Tüm dünya ortodoks kiliselerinin bağlı olacağı bir kilise ve tüm dünya ortodoks patriklerinin bağlı olacağı bir başpatrik...
Böyle bir kilisenin -mantık ölçüleri içinde- Atina’da olması gerekirken neden İstanbul?.. Bu çok düşündürücüdür.
İstanbul; çünkü Yunan’ın gönlünde hâlâ Bizans rüzgârları esmektedir...
Zor şeydir sindirimsizlik! Tanrı kimsenin başına vermesin!
Fener Rum Patrikhanesi dünya Ortodoks kiliselerinin “merkez”i durumuna gelirse ne olur?
Karşımızdakiler de bizim gibi “iyi niyetli”yse, hiçbir olumsuzluk yaşanmaz.
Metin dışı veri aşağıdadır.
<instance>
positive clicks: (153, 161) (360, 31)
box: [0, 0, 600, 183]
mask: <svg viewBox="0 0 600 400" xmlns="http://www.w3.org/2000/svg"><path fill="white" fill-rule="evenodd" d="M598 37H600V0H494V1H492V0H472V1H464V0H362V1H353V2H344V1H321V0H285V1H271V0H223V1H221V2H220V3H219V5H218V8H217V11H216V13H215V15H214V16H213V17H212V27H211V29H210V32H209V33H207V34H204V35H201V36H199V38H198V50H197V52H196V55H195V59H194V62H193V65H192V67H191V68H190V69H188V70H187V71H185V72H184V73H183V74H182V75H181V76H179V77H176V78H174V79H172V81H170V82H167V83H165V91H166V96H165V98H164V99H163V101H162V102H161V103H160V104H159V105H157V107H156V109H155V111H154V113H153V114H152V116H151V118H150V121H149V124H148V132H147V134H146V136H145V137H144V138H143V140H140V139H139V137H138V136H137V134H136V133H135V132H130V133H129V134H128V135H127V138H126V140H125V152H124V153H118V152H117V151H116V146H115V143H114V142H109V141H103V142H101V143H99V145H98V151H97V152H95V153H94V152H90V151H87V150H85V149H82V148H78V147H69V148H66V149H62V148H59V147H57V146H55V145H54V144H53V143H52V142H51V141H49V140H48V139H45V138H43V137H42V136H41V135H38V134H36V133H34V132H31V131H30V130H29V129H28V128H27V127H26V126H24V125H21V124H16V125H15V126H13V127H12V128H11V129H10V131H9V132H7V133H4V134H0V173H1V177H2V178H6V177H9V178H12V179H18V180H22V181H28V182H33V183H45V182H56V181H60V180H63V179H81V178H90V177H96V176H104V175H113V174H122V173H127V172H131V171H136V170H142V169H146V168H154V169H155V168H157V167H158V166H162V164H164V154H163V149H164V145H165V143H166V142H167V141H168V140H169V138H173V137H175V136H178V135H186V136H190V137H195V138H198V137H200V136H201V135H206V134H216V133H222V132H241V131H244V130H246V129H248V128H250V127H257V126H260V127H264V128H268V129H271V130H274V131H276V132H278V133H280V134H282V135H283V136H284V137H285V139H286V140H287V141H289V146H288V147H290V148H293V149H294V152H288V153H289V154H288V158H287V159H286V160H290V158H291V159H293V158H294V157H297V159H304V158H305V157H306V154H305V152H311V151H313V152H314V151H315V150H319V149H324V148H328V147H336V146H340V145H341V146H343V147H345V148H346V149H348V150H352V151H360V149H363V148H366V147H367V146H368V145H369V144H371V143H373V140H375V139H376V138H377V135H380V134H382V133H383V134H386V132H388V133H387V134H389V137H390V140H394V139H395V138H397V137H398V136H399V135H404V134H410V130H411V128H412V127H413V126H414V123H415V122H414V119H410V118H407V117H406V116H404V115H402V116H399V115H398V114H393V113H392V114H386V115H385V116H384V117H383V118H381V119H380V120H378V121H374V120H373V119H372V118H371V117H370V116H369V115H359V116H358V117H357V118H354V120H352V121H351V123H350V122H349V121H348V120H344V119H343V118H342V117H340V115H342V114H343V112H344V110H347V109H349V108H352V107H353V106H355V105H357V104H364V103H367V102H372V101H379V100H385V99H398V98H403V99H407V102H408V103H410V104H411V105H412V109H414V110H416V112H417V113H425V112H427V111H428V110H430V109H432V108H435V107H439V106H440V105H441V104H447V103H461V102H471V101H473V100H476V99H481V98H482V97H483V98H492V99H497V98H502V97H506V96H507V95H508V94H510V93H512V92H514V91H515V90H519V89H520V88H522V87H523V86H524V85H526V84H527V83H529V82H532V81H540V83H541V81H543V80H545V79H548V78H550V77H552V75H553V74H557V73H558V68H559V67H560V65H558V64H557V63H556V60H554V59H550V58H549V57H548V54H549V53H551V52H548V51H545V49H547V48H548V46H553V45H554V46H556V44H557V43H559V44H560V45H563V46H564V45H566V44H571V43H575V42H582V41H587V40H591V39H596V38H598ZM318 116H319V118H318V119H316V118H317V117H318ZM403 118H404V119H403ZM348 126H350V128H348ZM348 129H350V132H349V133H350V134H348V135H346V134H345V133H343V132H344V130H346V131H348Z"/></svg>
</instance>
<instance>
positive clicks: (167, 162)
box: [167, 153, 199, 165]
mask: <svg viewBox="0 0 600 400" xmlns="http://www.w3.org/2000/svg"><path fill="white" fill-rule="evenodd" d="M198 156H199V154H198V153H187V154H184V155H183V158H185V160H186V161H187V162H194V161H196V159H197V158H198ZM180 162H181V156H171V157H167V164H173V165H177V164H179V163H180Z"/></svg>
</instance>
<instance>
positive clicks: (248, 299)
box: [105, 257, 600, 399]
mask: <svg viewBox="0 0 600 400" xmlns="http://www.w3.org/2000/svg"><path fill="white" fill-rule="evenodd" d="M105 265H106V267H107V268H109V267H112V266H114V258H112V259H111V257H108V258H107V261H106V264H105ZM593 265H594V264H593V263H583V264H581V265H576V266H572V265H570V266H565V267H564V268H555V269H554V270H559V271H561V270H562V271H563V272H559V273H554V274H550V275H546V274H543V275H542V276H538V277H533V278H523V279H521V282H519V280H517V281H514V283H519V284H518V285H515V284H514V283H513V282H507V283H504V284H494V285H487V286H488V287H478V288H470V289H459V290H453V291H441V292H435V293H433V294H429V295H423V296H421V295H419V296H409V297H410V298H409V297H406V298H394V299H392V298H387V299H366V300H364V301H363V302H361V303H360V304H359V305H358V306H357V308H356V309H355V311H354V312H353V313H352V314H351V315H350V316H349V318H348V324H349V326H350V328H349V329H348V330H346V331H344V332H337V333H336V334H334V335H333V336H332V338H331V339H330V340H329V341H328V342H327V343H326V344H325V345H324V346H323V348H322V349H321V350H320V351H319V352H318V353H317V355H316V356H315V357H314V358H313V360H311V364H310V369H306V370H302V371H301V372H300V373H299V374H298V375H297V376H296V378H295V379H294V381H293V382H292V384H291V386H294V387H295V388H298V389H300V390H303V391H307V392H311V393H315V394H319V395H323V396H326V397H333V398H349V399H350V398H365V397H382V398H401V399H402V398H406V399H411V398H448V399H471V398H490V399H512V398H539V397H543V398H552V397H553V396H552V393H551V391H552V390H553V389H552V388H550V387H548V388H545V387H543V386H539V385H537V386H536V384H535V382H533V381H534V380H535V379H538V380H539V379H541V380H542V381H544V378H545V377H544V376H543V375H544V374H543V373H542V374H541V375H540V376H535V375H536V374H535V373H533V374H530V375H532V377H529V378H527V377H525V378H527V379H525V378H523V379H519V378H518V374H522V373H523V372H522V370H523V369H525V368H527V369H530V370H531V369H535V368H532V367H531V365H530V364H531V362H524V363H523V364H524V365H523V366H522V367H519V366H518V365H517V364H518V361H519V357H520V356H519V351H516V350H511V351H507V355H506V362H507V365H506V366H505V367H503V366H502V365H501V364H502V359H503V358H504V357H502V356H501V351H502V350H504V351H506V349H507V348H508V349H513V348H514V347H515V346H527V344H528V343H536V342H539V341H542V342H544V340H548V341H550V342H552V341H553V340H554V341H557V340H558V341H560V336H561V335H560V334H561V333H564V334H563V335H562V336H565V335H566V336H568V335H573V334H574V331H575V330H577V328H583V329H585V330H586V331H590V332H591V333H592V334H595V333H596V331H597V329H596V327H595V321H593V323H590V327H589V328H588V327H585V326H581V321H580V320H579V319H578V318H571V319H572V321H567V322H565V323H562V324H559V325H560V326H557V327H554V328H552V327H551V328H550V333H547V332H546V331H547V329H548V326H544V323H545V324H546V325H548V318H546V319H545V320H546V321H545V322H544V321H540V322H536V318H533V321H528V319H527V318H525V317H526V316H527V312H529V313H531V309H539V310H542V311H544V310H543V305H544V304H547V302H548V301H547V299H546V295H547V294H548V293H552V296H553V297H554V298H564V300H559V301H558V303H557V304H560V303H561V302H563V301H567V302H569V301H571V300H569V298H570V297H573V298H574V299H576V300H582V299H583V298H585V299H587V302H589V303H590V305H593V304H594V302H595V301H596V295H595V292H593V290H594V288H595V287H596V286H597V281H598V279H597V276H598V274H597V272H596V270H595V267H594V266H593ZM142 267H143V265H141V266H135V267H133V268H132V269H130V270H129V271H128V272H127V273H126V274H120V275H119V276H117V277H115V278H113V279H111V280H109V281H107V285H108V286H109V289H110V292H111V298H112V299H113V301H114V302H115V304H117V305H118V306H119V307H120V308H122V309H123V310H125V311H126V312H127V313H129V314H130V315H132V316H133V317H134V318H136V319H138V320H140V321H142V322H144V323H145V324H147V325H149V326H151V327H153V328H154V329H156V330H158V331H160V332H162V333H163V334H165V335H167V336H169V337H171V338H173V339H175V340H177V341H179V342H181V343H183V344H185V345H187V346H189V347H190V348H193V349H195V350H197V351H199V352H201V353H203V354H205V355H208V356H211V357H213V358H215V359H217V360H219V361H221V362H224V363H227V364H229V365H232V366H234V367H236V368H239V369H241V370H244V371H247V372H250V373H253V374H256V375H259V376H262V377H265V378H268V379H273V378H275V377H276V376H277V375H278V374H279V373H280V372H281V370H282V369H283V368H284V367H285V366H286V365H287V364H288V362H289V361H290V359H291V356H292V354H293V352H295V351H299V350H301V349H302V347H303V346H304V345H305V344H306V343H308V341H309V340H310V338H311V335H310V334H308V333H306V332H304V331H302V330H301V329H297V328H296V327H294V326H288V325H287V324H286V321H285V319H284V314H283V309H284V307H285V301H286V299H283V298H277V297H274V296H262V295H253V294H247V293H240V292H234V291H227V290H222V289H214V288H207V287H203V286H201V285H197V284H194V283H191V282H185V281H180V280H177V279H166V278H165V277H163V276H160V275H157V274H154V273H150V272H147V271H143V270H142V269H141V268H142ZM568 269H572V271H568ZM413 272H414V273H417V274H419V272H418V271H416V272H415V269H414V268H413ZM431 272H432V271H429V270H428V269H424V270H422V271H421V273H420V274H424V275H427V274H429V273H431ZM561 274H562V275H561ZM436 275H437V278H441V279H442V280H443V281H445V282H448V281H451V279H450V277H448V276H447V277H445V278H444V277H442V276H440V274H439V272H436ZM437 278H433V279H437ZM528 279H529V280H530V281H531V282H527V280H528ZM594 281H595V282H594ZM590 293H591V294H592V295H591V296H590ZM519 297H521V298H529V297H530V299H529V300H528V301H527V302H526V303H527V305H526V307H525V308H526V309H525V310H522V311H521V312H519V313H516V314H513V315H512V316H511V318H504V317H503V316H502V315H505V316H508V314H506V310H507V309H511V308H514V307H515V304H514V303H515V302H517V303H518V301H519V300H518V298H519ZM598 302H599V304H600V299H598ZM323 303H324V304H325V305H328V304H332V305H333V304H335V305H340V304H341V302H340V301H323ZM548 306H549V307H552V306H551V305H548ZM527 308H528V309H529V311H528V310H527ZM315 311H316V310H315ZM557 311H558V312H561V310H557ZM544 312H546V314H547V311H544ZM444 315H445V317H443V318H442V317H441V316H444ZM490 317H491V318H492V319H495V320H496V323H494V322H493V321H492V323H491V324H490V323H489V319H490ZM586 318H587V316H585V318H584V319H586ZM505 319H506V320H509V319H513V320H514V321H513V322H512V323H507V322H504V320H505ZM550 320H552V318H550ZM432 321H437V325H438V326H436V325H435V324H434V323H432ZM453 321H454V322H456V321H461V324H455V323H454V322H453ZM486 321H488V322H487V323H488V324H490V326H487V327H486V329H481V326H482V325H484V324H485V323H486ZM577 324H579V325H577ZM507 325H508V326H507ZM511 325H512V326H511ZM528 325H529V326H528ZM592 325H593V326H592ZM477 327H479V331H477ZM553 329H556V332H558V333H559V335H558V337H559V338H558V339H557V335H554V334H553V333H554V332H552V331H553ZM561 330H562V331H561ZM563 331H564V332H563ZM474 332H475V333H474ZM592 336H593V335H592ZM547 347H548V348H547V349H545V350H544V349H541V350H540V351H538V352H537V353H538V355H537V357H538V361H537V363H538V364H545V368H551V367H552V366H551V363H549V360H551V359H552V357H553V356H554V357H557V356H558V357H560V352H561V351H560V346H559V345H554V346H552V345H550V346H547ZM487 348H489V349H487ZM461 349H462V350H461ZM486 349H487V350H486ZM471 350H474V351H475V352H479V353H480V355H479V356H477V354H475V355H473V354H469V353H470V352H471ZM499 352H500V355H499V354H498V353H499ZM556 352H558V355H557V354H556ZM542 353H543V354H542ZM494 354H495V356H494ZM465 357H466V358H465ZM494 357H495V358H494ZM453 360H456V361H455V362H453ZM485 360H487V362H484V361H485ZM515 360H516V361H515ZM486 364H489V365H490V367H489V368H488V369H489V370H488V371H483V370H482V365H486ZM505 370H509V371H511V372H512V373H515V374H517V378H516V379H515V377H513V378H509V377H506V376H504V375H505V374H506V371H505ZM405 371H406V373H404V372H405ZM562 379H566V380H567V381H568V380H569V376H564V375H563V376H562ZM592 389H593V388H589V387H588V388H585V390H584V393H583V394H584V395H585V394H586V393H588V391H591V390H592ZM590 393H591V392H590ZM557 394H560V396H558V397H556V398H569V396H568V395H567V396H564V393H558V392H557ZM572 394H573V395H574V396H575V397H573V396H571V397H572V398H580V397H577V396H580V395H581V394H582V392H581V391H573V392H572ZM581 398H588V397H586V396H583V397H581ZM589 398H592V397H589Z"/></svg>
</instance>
Ortodoks dinî günlerinde tüm dünyadan konuklarımız olur, turizmimize katkı sağlar, Türk konukseverliğini ve dillerden düşmeyen “mozaik”imizi dünyaya sergilemiş oluruz. Buraya dek hiçbir “sorun” yok!
Peki, kuşkularımız-kaygılarımız nereden kaynaklanıyor ?
Şuradan: Birçok Yunan ve Avrupa “atlas”ında, İstanbul hâlâ “Konstantinopolis” (Konstantin’in kenti) olarak gösteriliyor... Tıpkı, Güneydoğu bölgelerimizin aynı haritalarda “Kürdistan” ve “Ermenistan” olarak gösterilmesi gibi... Bu durumda karşımızdakilere güvenmek için fazlaca bir nedenimiz kalmıyor. İyi niyet tek yanlı olamaz! “Konstantin’in Kenti” olarak adlandırdıkları kentimiz, bir de Ortodoksluğun merkezi durumuna gelse; şımarıklık dozu artabilir ve -örneğin- “Fener semtini boşaltıp kilise lojmanlarına özgülememiz (tahsis)” istenebilir; Bununla da kalmaz...
Özetle, AB’ye girmek adına atacağımız her adımda, Cahen’in saptamasını aklımızda bulundurmalıyız:
“Anadolu’nun Türkler tarafından fethedilmesi ve Türkiye diye bir ülke oluşturulması, Avrupalılara her zaman kavranamayacak, kabul edilemeyecek, sindirilemeyecek bir durum olarak gözükmüştür.”